On June 23, Prigozhin accused the Russian military of ordering a rocket strike on Wagner’s field camps in Ukraine, vowing to punish “those who destroyed our lads” by embarking on a “March for Justice.” In a Telegram video, he attacked Putin’s justification for the invasion of Ukraine itself, challenging his claims point by point. “The war wasn’t needed to return Russian citizens to our bosom, nor to de-militarize or de-Nazify Ukraine,” he said. “The war was needed so that a bunch of animals could simply exult in glory.”

This was an extraordinary challenge to Putin’s leadership. “Not only is it a blow to Putin’s narrative about the war, but it is coming from a trusted insider, who has already built up a reputation amongst the people,” says Doxsee. “And that is a huge blow to Putin’s power and credibility.”

Wagner forces occupied the southern Russian city of Rostov-on-Don, and moved north without opposition, advancing to within about 120 miles of Moscow before turning back. The Kremlin sought to block information about the putsch on Google News, appeared to cause Telegram outages in Moscow, St. Petersburg and Rostov-on-Don, and throttled Internet searches for Prigozhin on news sites and social-media networks.
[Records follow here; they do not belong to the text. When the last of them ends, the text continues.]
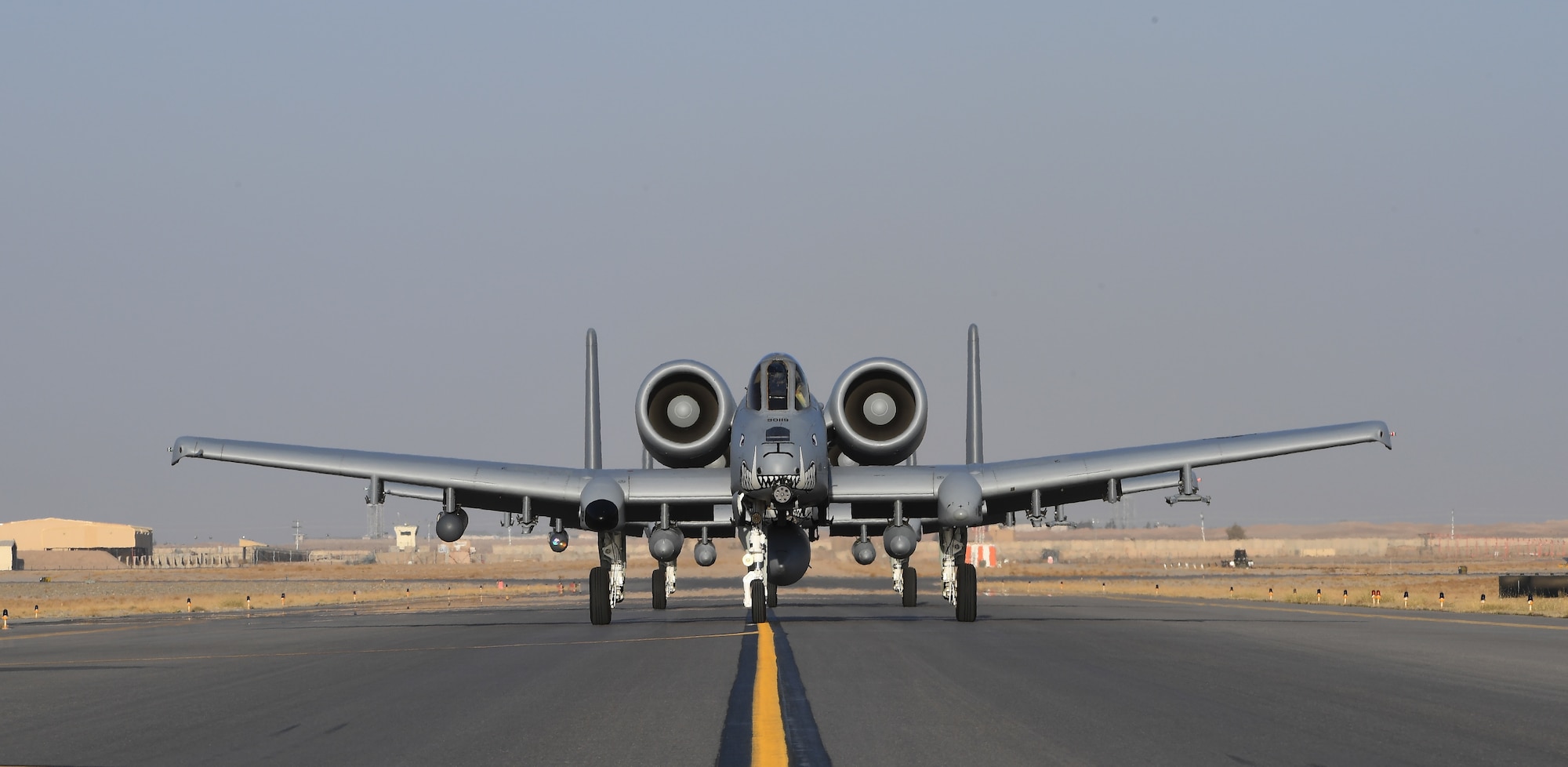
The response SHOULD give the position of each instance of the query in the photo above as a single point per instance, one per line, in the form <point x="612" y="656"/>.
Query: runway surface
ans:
<point x="848" y="680"/>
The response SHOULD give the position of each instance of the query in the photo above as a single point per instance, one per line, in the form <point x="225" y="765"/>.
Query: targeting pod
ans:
<point x="899" y="542"/>
<point x="451" y="525"/>
<point x="666" y="543"/>
<point x="603" y="506"/>
<point x="865" y="553"/>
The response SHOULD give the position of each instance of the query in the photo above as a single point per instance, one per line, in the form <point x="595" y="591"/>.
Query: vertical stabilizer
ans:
<point x="973" y="437"/>
<point x="593" y="459"/>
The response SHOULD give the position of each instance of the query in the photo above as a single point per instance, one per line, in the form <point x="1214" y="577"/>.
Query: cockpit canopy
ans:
<point x="779" y="385"/>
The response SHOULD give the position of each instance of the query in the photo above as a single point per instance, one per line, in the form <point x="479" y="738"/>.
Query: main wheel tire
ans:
<point x="967" y="594"/>
<point x="600" y="597"/>
<point x="760" y="603"/>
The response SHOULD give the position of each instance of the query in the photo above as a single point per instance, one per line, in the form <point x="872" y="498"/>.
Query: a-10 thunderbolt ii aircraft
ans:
<point x="766" y="471"/>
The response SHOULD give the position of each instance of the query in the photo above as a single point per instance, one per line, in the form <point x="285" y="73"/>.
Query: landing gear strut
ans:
<point x="600" y="597"/>
<point x="757" y="587"/>
<point x="760" y="603"/>
<point x="965" y="603"/>
<point x="661" y="597"/>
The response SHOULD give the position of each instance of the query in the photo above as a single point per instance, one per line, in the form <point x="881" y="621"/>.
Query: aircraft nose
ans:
<point x="779" y="463"/>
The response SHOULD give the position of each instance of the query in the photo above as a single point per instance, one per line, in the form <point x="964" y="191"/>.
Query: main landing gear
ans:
<point x="664" y="584"/>
<point x="959" y="576"/>
<point x="760" y="595"/>
<point x="608" y="583"/>
<point x="904" y="581"/>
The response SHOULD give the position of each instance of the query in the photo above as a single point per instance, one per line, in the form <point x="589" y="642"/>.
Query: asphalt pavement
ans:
<point x="860" y="683"/>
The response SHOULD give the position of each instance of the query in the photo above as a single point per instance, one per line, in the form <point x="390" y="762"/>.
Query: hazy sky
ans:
<point x="388" y="227"/>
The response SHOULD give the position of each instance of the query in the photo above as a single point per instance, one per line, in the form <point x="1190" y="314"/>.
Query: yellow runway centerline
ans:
<point x="768" y="718"/>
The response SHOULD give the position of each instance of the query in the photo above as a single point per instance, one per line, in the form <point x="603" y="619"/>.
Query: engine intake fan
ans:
<point x="683" y="415"/>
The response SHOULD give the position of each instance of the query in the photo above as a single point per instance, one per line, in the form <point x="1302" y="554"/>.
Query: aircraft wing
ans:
<point x="501" y="487"/>
<point x="1076" y="478"/>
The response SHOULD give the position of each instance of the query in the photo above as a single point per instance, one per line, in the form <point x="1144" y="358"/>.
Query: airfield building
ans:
<point x="53" y="534"/>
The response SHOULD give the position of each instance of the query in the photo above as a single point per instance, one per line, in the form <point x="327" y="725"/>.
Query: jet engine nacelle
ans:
<point x="789" y="554"/>
<point x="879" y="412"/>
<point x="683" y="415"/>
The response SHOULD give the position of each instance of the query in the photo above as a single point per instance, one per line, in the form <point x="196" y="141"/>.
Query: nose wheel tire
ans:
<point x="760" y="603"/>
<point x="661" y="598"/>
<point x="965" y="606"/>
<point x="600" y="597"/>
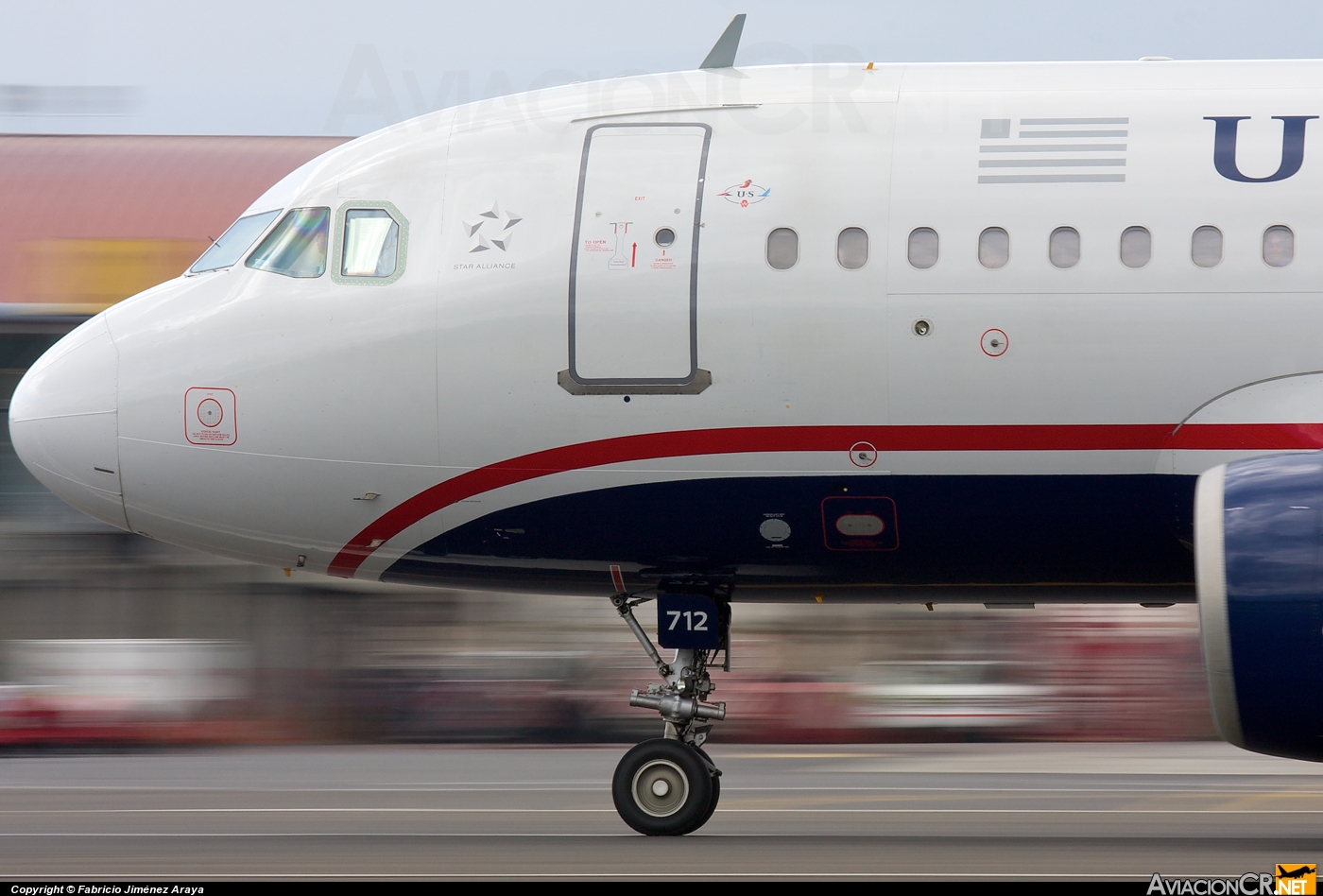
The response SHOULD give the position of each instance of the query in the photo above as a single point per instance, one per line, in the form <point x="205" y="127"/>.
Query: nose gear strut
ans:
<point x="670" y="786"/>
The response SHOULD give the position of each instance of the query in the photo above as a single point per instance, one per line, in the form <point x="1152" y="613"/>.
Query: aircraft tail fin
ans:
<point x="723" y="55"/>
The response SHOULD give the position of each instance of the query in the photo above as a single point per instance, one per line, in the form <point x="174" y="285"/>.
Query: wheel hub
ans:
<point x="661" y="787"/>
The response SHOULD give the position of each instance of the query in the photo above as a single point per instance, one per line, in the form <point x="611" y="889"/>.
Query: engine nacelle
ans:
<point x="1259" y="532"/>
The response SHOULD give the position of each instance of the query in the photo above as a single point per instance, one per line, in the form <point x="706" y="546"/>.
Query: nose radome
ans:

But the series of voice notes the mercenary leader posted on Telegram over the course of the revolt were still listened to more than 55 million times, according to TIME’s review.

Prigozhin has reportedly been exiled to Belarus under a deal brokered by the country’s President Alexander Lukashenko on June 25, and his channel briefly fell silent. But on Monday he reappeared in more voice notes on Telegram. “When on June 23-24 we walked past Russian cities, civilians met us with the flags of Russia and with the emblems and flags of the Wagner PMC,” he said. “Many of them still write words of support, and some are disappointed that we stopped.” Prigozhin’s future is uncertain. But as long as he has access to his Telegram channel, he will pose a threat to Putin, wherever he may be.